DexVerify(Eventually(ExpectState(/* Program state description  */)))

Implementation

The base operators are defined in BasicOperators.py. These are derived from an operator type (binary, unary) from OperatorTypes.py, which are all in turn derived from Proposition from Proposition.py.

Propositions and boolean connectives can only work on the program state as described by the debugger at a specific point in time. Temporal operators, however, need to look into the future.

To accomodate this a program state iterator DextStepIter is defined in DextIR.py. Operators can dereference and increment the iterator before passing it on to their operands. Any operator which must increment the iterator first copies it so that the "future looking" is limited to only its operands.

See Until.eval(...) and Next.eval(...) for concrete examples.

Using the basic operator types as a foundation with which to build all composite operators makes for some really compact defintions.

Composite operators, defined in CompositeOperators.py, inherit from Composite. They must call set_proposition to define the forumla they represent. For example, The sum of the class Eventually is as follows:

class Eventually(Composite, UnaryOperator):
    def __init__(self, *args):
        super().__init__(*args)
        self.set_proposition(Until(True, self.operand))

Remember that the definition for Eventually (F) is True U a.

This RFC defines more composite operators but hopefully you're now equipped to look at these in source.

The examples/LTD/ directory contains some simple examples which can be run through DExTer with this patch (xfail prefix denotes an expected failure).

Shortcomings

  1. This patch doesn't provide any nice output for --verbose. We need to implement a nice error reporter which can concisely explain why a given model doesn't hold.

  2. Exposing operators as function calls means all formulae read in prefix notation. This turns p Until q into Until(p, q). I personally read this left to right as "Until p holds, q must hold". This is incorrect. Until(p, q) means "Until q holds, p must hold". I find that swapping the operands makes it more readable, but then of course makes it confusing to people who read prefix notation naturally. I think this at least warrants a discussion.

  3. Prefix notation also makes some operators read strangely. I think Both(p, q) and Either(p, q) instead of And(p, q) and Or(p, q) respectively are more natural.
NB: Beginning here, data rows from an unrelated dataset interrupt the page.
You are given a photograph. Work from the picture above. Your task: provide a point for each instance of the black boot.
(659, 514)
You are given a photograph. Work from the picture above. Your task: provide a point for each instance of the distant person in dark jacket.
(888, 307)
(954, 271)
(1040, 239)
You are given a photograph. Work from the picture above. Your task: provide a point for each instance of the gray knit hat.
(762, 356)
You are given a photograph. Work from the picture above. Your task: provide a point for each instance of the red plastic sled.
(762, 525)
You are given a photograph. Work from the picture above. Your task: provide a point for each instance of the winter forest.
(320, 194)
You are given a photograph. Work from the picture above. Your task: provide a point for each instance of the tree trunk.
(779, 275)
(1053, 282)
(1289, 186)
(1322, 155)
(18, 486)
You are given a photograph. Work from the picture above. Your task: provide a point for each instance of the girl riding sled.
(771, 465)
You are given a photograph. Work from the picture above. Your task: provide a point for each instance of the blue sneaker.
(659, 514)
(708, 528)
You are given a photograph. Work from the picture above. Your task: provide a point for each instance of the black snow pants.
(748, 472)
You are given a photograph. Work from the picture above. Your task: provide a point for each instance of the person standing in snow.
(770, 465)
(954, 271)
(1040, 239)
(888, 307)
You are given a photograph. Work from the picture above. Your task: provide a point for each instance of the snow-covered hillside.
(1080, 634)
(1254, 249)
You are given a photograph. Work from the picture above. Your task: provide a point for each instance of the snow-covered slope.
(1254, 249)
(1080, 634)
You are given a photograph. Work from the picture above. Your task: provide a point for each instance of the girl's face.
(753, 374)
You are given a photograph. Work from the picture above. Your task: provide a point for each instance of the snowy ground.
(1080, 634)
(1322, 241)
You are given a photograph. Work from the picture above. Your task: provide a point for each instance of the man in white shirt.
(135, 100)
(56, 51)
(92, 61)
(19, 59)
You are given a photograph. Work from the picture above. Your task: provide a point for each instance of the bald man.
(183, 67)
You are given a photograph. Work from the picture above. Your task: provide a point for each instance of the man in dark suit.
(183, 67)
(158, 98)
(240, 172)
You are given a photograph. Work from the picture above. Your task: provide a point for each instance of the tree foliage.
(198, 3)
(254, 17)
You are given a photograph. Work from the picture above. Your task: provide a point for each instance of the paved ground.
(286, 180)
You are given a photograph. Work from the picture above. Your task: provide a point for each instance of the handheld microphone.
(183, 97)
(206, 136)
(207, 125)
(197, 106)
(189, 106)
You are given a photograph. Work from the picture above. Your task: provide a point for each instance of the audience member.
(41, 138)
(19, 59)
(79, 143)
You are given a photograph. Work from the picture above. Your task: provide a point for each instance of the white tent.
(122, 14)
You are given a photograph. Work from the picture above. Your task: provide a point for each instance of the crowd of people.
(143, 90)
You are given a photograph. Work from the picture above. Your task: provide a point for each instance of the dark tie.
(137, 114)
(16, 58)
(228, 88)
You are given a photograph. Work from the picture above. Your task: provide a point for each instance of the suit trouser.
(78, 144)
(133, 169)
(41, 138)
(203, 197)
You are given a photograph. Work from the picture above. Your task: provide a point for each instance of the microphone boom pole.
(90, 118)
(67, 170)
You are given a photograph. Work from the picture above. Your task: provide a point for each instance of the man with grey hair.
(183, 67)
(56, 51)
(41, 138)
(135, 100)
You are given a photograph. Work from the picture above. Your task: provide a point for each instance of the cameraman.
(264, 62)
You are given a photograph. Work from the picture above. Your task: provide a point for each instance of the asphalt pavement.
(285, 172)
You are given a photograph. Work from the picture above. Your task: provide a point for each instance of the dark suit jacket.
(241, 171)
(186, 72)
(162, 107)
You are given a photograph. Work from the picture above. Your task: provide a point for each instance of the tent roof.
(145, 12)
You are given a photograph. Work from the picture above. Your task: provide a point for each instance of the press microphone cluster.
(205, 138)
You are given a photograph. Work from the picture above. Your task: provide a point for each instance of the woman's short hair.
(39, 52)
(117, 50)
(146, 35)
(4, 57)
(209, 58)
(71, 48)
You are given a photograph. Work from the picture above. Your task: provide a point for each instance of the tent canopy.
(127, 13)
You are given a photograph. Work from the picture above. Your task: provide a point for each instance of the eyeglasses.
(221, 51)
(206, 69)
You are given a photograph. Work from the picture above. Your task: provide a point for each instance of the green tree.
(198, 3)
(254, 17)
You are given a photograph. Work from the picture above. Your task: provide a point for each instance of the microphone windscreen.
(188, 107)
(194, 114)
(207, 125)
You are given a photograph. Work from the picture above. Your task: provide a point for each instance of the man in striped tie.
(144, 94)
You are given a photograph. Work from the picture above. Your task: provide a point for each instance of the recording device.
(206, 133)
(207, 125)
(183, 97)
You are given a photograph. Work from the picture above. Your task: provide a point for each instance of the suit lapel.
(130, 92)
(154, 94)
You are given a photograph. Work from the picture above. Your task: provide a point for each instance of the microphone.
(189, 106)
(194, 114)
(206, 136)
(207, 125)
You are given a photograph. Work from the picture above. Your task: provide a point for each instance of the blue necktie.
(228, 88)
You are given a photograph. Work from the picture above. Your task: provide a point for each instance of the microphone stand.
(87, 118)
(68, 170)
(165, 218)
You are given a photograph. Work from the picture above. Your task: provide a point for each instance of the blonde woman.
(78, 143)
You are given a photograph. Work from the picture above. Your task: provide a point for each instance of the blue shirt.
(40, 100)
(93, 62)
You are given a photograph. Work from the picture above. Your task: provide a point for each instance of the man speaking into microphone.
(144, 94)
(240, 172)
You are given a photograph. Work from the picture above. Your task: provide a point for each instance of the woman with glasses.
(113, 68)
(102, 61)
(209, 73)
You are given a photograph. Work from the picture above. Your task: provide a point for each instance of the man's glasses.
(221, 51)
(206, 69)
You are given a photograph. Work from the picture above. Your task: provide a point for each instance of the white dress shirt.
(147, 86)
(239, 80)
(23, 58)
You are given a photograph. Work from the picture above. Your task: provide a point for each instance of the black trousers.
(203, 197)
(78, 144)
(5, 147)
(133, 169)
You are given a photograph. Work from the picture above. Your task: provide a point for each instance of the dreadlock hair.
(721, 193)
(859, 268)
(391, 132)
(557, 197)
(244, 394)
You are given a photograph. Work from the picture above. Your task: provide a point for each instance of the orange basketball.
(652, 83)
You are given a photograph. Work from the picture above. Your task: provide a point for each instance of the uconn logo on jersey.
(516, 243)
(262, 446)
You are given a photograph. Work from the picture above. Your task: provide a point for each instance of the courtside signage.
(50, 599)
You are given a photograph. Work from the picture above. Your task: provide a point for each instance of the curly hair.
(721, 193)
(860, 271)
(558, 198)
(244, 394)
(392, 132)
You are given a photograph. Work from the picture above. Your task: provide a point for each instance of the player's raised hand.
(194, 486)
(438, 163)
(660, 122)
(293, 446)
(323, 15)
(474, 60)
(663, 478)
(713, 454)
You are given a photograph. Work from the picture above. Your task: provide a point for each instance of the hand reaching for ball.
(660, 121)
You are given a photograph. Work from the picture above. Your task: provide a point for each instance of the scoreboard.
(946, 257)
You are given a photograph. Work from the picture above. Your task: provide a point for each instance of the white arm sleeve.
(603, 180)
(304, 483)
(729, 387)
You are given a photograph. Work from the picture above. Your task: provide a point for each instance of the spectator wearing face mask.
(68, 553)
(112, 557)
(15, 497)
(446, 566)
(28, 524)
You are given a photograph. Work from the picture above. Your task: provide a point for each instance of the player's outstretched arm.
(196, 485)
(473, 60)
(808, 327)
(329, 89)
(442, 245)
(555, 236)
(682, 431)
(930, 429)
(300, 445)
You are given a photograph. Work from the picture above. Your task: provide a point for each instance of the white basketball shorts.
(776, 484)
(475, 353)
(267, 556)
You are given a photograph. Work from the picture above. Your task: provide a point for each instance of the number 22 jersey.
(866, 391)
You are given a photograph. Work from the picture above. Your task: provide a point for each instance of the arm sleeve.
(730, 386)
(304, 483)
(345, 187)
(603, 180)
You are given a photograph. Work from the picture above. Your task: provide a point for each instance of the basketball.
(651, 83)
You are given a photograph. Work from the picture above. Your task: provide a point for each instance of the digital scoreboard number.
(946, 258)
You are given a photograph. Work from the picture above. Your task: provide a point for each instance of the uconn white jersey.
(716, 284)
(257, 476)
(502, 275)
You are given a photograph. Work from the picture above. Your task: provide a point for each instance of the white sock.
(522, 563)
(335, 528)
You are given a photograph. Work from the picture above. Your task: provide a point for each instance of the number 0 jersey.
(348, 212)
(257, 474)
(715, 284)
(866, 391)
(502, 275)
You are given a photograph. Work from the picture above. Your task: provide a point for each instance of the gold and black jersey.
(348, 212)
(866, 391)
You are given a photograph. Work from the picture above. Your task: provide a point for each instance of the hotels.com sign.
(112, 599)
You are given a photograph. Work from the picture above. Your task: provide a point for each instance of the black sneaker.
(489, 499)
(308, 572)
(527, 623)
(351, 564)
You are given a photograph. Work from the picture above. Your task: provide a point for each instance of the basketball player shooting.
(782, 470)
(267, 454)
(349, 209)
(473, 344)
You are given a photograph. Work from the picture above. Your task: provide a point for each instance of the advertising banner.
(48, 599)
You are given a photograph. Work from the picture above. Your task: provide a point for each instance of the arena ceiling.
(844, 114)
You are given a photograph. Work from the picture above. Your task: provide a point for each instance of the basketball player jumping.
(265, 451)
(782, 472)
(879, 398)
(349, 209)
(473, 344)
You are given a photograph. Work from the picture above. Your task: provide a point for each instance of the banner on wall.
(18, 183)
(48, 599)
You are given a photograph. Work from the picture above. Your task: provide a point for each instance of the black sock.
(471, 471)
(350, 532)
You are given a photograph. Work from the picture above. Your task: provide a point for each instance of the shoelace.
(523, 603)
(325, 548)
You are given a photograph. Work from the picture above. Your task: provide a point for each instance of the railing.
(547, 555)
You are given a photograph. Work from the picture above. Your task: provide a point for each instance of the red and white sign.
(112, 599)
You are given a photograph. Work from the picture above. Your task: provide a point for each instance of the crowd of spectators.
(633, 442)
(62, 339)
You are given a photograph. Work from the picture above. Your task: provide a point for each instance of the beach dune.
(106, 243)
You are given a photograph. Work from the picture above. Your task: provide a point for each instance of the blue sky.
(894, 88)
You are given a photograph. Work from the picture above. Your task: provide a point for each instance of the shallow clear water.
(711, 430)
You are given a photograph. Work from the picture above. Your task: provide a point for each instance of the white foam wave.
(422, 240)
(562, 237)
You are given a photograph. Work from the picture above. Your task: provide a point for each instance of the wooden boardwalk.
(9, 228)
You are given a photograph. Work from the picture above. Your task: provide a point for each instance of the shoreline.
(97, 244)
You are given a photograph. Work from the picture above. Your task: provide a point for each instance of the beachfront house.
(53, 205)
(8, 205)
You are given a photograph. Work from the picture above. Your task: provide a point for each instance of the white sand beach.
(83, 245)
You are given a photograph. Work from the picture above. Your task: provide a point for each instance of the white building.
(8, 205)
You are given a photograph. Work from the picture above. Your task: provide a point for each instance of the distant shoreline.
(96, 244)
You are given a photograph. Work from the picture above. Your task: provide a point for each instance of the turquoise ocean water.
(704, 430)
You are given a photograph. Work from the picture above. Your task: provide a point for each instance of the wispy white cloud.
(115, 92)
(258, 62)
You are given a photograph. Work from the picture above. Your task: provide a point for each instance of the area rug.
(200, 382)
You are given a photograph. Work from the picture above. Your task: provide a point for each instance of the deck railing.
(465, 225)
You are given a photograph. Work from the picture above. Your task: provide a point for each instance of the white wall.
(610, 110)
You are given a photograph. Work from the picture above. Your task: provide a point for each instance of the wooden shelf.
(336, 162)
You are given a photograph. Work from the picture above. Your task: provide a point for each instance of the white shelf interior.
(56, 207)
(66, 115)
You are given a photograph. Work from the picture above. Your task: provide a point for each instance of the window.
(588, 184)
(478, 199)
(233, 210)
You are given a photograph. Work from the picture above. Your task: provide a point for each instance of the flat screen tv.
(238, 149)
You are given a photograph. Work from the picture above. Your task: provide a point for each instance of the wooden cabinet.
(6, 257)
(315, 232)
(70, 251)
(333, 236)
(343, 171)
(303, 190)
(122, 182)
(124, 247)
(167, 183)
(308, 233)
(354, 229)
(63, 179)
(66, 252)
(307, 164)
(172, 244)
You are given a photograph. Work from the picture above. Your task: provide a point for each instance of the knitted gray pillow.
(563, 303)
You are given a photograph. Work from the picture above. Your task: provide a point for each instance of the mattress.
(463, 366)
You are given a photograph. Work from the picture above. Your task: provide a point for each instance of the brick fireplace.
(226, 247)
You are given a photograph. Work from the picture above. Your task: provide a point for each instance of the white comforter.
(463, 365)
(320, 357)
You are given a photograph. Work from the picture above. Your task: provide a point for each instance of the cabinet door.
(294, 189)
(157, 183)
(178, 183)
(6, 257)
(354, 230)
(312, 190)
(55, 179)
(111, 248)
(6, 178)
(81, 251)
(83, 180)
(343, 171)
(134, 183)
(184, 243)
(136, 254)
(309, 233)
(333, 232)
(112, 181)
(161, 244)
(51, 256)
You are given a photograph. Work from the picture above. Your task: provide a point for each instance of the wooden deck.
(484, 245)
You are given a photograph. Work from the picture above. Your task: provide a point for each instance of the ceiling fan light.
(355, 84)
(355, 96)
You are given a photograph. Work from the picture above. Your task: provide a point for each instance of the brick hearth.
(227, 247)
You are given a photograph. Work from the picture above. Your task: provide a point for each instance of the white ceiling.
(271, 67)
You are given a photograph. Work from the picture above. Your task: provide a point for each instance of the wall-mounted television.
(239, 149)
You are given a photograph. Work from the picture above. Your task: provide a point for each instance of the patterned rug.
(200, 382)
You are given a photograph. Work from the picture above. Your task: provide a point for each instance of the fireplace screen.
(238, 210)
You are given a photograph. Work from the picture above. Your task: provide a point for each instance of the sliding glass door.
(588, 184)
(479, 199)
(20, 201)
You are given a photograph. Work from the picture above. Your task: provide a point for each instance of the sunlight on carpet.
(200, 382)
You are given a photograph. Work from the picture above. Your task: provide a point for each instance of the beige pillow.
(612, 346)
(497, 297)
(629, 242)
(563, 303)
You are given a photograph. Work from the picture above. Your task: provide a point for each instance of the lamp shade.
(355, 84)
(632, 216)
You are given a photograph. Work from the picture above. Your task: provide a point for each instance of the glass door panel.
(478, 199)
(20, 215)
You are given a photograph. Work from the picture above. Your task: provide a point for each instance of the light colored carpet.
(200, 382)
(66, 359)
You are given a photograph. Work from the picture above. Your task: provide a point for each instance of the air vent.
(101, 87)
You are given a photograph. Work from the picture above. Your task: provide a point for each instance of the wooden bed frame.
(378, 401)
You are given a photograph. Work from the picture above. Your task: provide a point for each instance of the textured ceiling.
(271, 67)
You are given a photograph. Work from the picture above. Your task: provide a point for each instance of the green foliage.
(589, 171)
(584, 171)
  4. The implementation doesn't do anything to prevent someone adding an operator with circular dependencies. Hopefully whoever implemented the new operator will have run tests with it and then seen a max stack depth exception.

OCHyams commented 5 years ago

At the moment the LTL_work document is around 200 lines, there are at least 100 lines of license comments, and there are around 150 lines of "example" test files. So, this PR is not actually as large as it looks.

OCHyams commented 5 years ago

I've noticed that my implementation of Next() is inconsistent. Say we are on the last program step and are verifying Next(p). If p is an Expect or ExpectState it will not hold because the step_iter cannot be dereferenced. However, if p is simply True, it will hold because we never have to dereference the iter to find out the result of the proposition.

An easy fix: Next() should return False if the end of the program is reached after incrementing the iterator.

OCHyams commented 5 years ago

Thanks @Melamoto for taking a look!

OCHyams commented 5 years ago

Latest commit (afbd9ff) fixes Next, simplifies Henceforth(), and corrects some typos. Note: I haven't added/updated the docstrings yet.